My beloved step dad loving mom every minute.

The night she passed, we surrounded her bed for more than an hour until the most compassionate and kind souls from the funeral home came to pick up and care for her body. That hour was holy time with my siblings and family. In retrospect, I am not surprised that my soul felt safe in that holy hour to allow a grief I could have never imagine move through my body. I made sounds I’ve never made before, my bones felt like they were going to break through my skin, my husband and sister held my ribs in my body with their loving embraces while my wailing threatened to heave them right out and through the walls.

And then it passed.

My step dad and siblings.

And throughout the rest of the week I felt UNREASONABLY comforted and held. I was even able to speak honoring words at mom’s funeral without choking on my grief which feels like a miracle unto itself.

As unexpected as the details of how that moment of grief would feel, what was even more unexpected was the deep abandonment I felt in the days afterwards. There were faces I expected to see at my mom’s funeral - people that have loved me my whole life who would SURELY want to be there to offer arms of comfort - who weren’t there.

Thier faces weren’t there.

Texts or messages of love from them weren’t there.

A single note of condolence, an emoji, a “care” reaction on a Facebook post about my mom - not there.

Their silence had been obvious to me in the days leading up to mom’s passing but I wasn’t bothered by it: “I’m sure they’ll just tell me in person at the funeral". (It’s been a month and still…)

Back to that morning when the question that liberated me came.

I was sobbing to Vince about this feeling of abandonment, questioning everything I believed about who I thought I was to the people I was looking for, aching to know where I stand now that my whole foundation has just shifted. I held tightly to the steady and reliable love of Vince, my dad, siblings, step dad, and our kids and I was doing everything I could to be at peace with that “being enough”.

In a moment of despair I said to Vince, “How long will I pour love into these relationships just to not have it reciprocated?”

He reached for my hand, the car moving at the same speed the waves of heartbreak kept crashing over me, and said “No, the question you need to be asking yourself is how long you’ll resent them for not being who you wish they’d be.”

And just like that the car shot out of the gravitational pull of the earth and I was suddenly free floating in libration.
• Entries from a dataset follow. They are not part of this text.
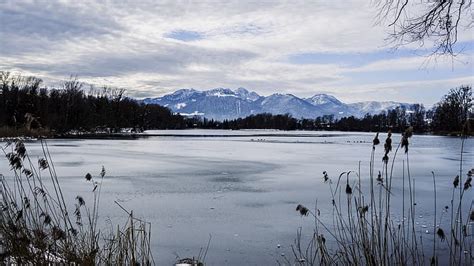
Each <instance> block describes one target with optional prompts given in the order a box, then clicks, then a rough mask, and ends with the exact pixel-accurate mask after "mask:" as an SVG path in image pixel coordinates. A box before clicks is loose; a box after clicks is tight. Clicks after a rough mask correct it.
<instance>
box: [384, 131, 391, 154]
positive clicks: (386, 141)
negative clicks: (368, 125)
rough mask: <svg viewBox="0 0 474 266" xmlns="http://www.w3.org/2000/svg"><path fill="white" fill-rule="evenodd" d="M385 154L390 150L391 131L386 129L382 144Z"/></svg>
mask: <svg viewBox="0 0 474 266" xmlns="http://www.w3.org/2000/svg"><path fill="white" fill-rule="evenodd" d="M384 149H385V155H387V154H388V153H389V152H390V151H391V150H392V131H391V130H389V131H388V135H387V138H386V139H385V144H384Z"/></svg>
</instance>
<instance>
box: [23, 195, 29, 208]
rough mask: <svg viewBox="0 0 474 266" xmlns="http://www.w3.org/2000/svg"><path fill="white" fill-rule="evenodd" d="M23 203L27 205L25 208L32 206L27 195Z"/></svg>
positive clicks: (26, 205)
mask: <svg viewBox="0 0 474 266" xmlns="http://www.w3.org/2000/svg"><path fill="white" fill-rule="evenodd" d="M23 204H24V206H25V209H28V208H29V207H30V199H29V198H27V197H24V198H23Z"/></svg>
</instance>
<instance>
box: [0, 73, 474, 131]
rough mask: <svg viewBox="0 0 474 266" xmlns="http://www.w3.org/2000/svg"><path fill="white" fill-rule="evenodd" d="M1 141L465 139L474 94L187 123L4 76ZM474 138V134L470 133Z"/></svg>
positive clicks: (33, 82)
mask: <svg viewBox="0 0 474 266" xmlns="http://www.w3.org/2000/svg"><path fill="white" fill-rule="evenodd" d="M0 86H1V90H0V137H15V136H58V135H62V136H64V135H72V134H84V133H89V134H97V133H104V134H110V133H120V132H122V131H123V130H124V129H128V132H131V133H135V132H141V131H143V130H147V129H185V128H206V129H234V130H235V129H280V130H340V131H371V132H384V131H387V130H389V129H390V130H392V131H394V132H402V131H403V130H404V129H405V128H406V127H407V126H412V127H413V130H414V132H416V133H424V132H434V133H440V134H459V133H460V132H461V128H460V125H463V124H464V123H465V121H466V120H467V119H468V117H472V106H473V102H472V88H471V87H470V86H461V87H459V88H456V89H452V90H451V91H450V92H449V93H448V94H447V95H446V96H444V97H443V99H441V101H440V102H439V103H438V104H436V105H435V107H434V108H433V109H431V110H428V111H427V110H425V108H424V107H423V105H419V104H416V105H414V106H413V108H412V109H411V110H406V109H404V108H396V109H394V110H389V111H388V112H383V113H381V114H375V115H370V114H367V115H366V116H364V117H363V118H357V117H344V118H340V119H335V118H334V116H332V115H325V116H322V117H316V118H314V119H297V118H294V117H292V116H291V115H288V114H286V115H272V114H257V115H251V116H249V117H246V118H239V119H234V120H224V121H214V120H208V119H203V118H201V117H194V118H185V117H182V116H180V115H177V114H173V113H172V111H171V110H169V109H168V108H166V107H162V106H159V105H153V104H143V103H140V102H139V101H137V100H134V99H131V98H128V97H125V96H124V90H122V89H112V88H107V87H104V88H101V89H98V88H95V87H94V86H90V85H89V86H86V84H84V83H82V82H79V81H78V80H77V79H75V78H72V79H71V80H69V81H66V82H64V83H63V84H62V86H61V87H60V88H59V89H56V88H48V87H46V86H44V85H43V84H42V80H41V79H39V78H36V77H22V76H13V75H11V74H10V73H8V72H1V71H0ZM468 134H472V130H468Z"/></svg>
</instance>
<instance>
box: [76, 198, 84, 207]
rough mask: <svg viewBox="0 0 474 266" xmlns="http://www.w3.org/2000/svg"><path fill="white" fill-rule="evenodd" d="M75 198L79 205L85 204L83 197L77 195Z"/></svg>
mask: <svg viewBox="0 0 474 266" xmlns="http://www.w3.org/2000/svg"><path fill="white" fill-rule="evenodd" d="M76 199H77V202H78V203H79V206H84V204H86V202H85V201H84V198H82V197H81V196H77V197H76Z"/></svg>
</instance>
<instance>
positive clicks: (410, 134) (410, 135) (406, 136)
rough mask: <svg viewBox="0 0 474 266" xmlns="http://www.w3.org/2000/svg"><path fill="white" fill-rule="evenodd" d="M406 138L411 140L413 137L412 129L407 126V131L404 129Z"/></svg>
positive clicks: (405, 129) (409, 126)
mask: <svg viewBox="0 0 474 266" xmlns="http://www.w3.org/2000/svg"><path fill="white" fill-rule="evenodd" d="M404 135H405V136H406V137H407V138H411V136H413V127H412V126H409V127H408V128H407V129H405V134H404Z"/></svg>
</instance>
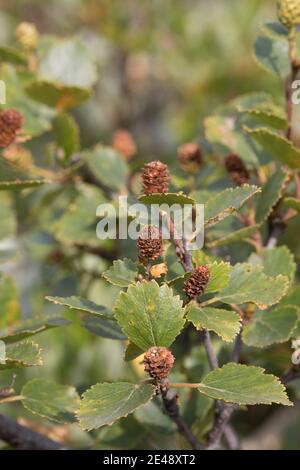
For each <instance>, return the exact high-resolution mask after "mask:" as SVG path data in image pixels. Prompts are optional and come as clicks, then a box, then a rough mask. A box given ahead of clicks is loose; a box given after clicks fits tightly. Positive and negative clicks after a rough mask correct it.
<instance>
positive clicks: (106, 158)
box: [84, 145, 128, 191]
mask: <svg viewBox="0 0 300 470" xmlns="http://www.w3.org/2000/svg"><path fill="white" fill-rule="evenodd" d="M84 155H85V157H86V158H87V164H88V167H89V169H90V171H91V172H92V173H93V175H94V176H95V177H96V178H97V179H98V180H99V181H100V182H101V183H102V184H104V185H105V186H106V187H108V188H111V189H113V190H116V191H119V190H120V189H122V188H124V187H125V186H126V182H127V177H128V165H127V163H126V162H125V160H124V158H123V157H122V155H120V154H119V153H118V152H116V151H115V150H114V149H113V148H110V147H104V146H103V145H97V146H96V147H94V149H93V150H92V151H90V152H85V154H84Z"/></svg>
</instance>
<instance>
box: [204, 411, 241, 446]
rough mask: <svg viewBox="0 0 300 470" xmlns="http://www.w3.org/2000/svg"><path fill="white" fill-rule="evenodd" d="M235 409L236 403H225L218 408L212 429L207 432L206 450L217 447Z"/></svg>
mask: <svg viewBox="0 0 300 470" xmlns="http://www.w3.org/2000/svg"><path fill="white" fill-rule="evenodd" d="M235 409H236V405H225V406H223V407H222V408H221V409H220V411H219V413H218V415H217V418H216V421H215V425H214V427H213V430H212V431H211V433H210V434H209V438H208V443H207V447H206V448H207V450H213V449H216V448H218V447H219V445H220V440H221V438H222V436H223V433H224V431H225V429H226V427H227V424H228V422H229V420H230V418H231V416H232V413H233V412H234V410H235Z"/></svg>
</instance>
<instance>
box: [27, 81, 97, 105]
mask: <svg viewBox="0 0 300 470" xmlns="http://www.w3.org/2000/svg"><path fill="white" fill-rule="evenodd" d="M25 90H26V92H27V95H28V96H30V97H31V98H32V99H33V100H35V101H38V102H39V103H43V104H45V105H47V106H49V107H52V108H56V109H59V110H63V109H69V108H74V107H75V106H78V105H80V104H81V103H83V102H84V101H86V100H87V99H88V98H90V96H91V91H90V90H89V89H86V88H81V87H78V86H68V85H63V84H61V83H55V82H51V81H47V80H32V81H30V82H29V83H28V84H27V85H26V87H25Z"/></svg>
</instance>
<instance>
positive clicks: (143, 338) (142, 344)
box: [115, 281, 184, 351]
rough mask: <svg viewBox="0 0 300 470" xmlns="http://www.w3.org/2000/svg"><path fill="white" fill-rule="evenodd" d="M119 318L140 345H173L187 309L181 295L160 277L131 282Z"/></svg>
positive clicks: (119, 312) (119, 301) (123, 326)
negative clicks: (184, 303) (167, 284)
mask: <svg viewBox="0 0 300 470" xmlns="http://www.w3.org/2000/svg"><path fill="white" fill-rule="evenodd" d="M115 312H116V319H117V321H118V323H119V325H120V327H121V328H122V330H123V331H124V333H125V334H126V335H127V337H128V338H129V339H130V341H132V342H133V343H134V344H135V345H136V346H138V347H139V348H140V349H142V350H143V351H147V350H148V349H149V348H151V346H165V347H168V346H170V345H171V344H172V343H173V341H174V339H175V338H176V336H177V335H178V334H179V333H180V331H181V329H182V328H183V325H184V319H183V315H184V309H183V308H182V301H181V300H180V298H179V296H173V292H172V289H170V287H168V286H167V285H162V286H159V285H158V284H157V282H156V281H150V282H142V283H138V284H136V285H134V286H129V288H128V291H127V292H126V293H125V292H121V293H120V295H119V298H118V300H117V303H116V307H115Z"/></svg>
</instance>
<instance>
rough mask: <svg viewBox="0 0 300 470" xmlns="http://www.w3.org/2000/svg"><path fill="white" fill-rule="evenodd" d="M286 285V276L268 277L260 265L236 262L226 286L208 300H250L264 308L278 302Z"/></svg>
mask: <svg viewBox="0 0 300 470" xmlns="http://www.w3.org/2000/svg"><path fill="white" fill-rule="evenodd" d="M288 287H289V280H288V277H286V276H277V277H268V276H266V275H265V274H264V273H263V271H262V267H261V266H253V265H251V264H247V263H244V264H236V265H234V266H233V267H232V269H231V273H230V280H229V284H228V286H227V287H226V288H225V289H223V290H221V291H220V292H219V293H218V294H217V295H216V297H214V299H212V301H209V302H210V303H213V302H223V303H225V304H238V305H240V304H243V303H247V302H252V303H254V304H256V305H257V306H258V307H259V308H260V309H262V310H265V309H266V308H267V307H269V306H271V305H274V304H276V303H278V302H279V301H280V299H281V298H282V297H283V296H284V295H285V294H286V292H287V289H288Z"/></svg>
My pain wasn’t a result of my unreciprocated love. My pain was a result of wishing, longing, aching, for people to be something other than they were and for MY sense of value and belovedness to be attached to how they did or didn’t show up for me in the most heartbreaking experience of my life.

“Was.” (As if it’s not layered work that is still ongoing.)

They have their reasons and they are all valid. Even if one of their reasons is “what we wanted to do was more important to us than being there for you.”

I don’t say this with sarcasm. It’s actually incredibly (even if painfully) liberating to allow people to care what they care about, show up or not show up however they actually want to, and to choose to release MYSELF from the resentment. If the question of how long I will love them without it being reciprocated is ever a question worth asking, the answer will be found in the counter question of how long will I consciously, relentlessly CHOOSE to love people even when they don’t reciprocate in the way I think love would.

I want the answer to be “forever”. I’ll get there, in time.

For now, I’m still grieving - not just the loss of my mom but also for the loss of what I thought love looked like from others. I am deeply, wordlessly grateful for the wisdom and love Vince offered me in that question. Because of that, my grief can be clean and (mostly) not muddied by resentment and expectations.

I will keep doing the work of healing and remembering who I want to be, even in grief. Creative, open, unhurried, curious, surrendered, patient and trusting in Divine help to navigate being alive and human and a loving force with other imperfect humans.

Mom’s 123 journals.

Mom’s last journal entry. Her handwriting had changed and yet her love for Mike had not.